We’ve already thrown around a few new terms, so let’s define them before we proceed.
I like to think of R as the engine of the car, and RStudio is the dashboard.
As the labs progress, you are encouraged to explore beyond what the labs dictate; a willingness to experiment will make you a much better programmer. Before we get to that stage, however, you need to build some basic fluency in R. Today we begin with the fundamental building blocks of R and RStudio: the interface, reading in data, and basic commands.
And to make versioning simpler, this is a solo lab. Additionally, we want to make sure everyone gets a significant amount of time at the steering wheel.
Go to the CRAN and download R, make sure you get the version that matches your operating system.
If you have R installed run the following code - We can see my R Version is 4.0.2.
R.version
## _
## platform x86_64-apple-darwin17.0
## arch x86_64
## os darwin17.0
## system x86_64, darwin17.0
## status
## major 4
## minor 0.2
## year 2020
## month 06
## day 22
## svn rev 78730
## language R
## version.string R version 4.0.2 (2020-06-22)
## nickname Taking Off Again
This should tell you what version of R you are currently using. If your R version is lower then 3.6.0 I would strongly recommend updating. In general it is a good idea to update your R version, unless you have a project right now that depend on a specific version of R.
We recommend using RStudio as your IDE if you don’t already have it installed. You can go to the RStudio website to download and install the software.
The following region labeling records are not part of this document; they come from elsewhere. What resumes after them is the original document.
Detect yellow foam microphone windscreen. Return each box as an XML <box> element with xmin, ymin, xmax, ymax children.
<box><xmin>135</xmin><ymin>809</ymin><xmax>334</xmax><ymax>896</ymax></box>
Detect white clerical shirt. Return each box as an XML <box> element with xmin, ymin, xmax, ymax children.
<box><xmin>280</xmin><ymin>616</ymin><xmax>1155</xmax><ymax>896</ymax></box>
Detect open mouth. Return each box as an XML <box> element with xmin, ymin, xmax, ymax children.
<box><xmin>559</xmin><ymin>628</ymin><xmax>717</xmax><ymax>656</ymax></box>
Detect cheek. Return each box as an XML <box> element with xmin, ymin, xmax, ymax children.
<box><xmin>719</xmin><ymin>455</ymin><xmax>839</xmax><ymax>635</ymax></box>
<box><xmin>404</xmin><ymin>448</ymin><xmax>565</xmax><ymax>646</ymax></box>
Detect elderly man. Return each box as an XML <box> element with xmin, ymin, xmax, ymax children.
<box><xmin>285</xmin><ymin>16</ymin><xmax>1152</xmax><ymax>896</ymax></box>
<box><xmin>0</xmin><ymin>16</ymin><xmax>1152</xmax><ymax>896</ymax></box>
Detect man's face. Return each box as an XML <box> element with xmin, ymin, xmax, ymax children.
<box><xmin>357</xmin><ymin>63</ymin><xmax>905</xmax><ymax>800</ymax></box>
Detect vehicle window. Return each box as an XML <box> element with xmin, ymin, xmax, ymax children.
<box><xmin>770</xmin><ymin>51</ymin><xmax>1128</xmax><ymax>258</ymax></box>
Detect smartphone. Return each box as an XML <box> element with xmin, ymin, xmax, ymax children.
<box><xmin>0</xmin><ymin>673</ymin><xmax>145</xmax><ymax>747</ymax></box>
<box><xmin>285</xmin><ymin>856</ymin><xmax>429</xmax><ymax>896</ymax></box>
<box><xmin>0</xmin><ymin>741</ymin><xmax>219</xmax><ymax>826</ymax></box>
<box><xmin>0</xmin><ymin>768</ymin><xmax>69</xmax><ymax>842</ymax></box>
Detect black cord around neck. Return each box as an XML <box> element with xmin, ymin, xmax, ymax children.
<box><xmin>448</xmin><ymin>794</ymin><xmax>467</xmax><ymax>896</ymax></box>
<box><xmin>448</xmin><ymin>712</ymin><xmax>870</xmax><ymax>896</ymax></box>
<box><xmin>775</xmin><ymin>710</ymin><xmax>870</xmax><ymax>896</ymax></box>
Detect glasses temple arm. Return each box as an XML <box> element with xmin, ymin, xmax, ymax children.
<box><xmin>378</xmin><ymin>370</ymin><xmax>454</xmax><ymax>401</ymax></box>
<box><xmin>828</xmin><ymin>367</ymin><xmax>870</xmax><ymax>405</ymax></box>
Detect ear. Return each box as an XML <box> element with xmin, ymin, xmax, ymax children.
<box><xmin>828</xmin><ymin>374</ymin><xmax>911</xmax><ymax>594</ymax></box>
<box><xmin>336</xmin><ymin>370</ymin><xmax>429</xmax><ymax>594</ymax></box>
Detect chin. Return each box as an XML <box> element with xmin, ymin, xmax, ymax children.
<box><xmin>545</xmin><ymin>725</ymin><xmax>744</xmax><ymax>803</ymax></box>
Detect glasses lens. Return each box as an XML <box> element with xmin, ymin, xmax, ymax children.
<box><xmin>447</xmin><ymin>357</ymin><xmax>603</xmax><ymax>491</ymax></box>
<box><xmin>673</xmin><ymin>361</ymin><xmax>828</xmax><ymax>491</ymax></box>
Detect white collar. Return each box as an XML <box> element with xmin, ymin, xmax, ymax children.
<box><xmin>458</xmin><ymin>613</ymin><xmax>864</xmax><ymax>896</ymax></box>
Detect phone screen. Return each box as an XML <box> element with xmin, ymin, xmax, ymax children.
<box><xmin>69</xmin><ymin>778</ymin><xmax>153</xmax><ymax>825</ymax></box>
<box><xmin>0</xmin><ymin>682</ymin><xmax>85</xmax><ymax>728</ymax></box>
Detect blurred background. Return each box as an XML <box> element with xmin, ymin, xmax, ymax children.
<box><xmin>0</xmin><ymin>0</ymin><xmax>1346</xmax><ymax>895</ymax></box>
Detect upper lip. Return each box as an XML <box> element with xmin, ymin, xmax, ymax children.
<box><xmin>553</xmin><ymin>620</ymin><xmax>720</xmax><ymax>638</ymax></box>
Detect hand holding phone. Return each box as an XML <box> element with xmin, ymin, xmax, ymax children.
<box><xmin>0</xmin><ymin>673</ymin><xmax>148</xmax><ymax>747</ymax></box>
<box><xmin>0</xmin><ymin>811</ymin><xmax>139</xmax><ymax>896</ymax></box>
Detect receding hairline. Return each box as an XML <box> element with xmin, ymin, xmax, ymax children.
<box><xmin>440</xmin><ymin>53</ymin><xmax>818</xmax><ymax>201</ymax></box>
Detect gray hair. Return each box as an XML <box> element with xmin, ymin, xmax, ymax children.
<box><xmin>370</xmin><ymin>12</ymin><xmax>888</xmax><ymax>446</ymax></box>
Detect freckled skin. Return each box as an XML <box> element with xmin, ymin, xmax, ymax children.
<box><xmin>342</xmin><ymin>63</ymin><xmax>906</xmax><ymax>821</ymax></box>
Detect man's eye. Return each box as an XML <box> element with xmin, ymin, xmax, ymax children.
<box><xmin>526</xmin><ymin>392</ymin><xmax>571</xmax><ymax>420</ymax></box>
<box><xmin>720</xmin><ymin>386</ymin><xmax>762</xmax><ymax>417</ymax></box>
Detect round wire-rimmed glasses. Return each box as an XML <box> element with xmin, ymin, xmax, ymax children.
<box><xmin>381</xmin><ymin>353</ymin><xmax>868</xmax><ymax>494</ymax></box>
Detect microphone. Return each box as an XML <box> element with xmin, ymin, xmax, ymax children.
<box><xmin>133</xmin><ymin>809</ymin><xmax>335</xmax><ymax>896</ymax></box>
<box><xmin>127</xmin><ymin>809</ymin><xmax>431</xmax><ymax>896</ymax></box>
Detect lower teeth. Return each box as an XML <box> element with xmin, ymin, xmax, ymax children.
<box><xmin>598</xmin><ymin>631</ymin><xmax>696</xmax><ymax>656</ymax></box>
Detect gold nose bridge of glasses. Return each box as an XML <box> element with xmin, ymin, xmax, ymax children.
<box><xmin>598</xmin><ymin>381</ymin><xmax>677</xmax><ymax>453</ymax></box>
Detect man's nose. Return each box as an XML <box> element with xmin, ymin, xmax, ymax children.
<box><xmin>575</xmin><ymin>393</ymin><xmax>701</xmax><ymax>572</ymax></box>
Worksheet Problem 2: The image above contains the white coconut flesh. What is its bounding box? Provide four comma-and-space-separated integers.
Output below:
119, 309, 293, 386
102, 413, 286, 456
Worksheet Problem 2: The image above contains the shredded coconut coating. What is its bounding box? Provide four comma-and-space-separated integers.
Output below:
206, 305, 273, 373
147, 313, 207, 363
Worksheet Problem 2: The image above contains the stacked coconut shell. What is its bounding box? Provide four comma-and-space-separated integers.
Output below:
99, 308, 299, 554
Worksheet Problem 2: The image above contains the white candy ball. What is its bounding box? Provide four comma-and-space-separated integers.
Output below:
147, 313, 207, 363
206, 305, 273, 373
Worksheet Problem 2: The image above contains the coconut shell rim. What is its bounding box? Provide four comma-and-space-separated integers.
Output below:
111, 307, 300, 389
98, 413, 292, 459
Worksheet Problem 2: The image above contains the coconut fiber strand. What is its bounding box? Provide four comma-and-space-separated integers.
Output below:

You can also open the RStudio application first and then create a project by going
file -> new project...
file -> new file -> R markdown...
RStudio is comprised of four panes.
test <- 2 + 2
test
## [1] 4
On the bottom right is the Files pane, as well as other panes that will come handy as we start our analysis.
If you click on a file, it will open in the editor, on the top left pane.
Finally, the top right pane shows your Environment. If you define a variable it would show up there. Try typing x <- 2 in the Console and hit enter, what do you get in the Environment pane? Ans: I will see the integer 2 in the global environment.
x <- 2
R is an open-source language, and developers contribute functionality to R via packages. In this lab we will work with three packages: palmerpenguins which contains the dataset, and tidyverse which is a collection of packages for doing data analysis in a “tidy” way.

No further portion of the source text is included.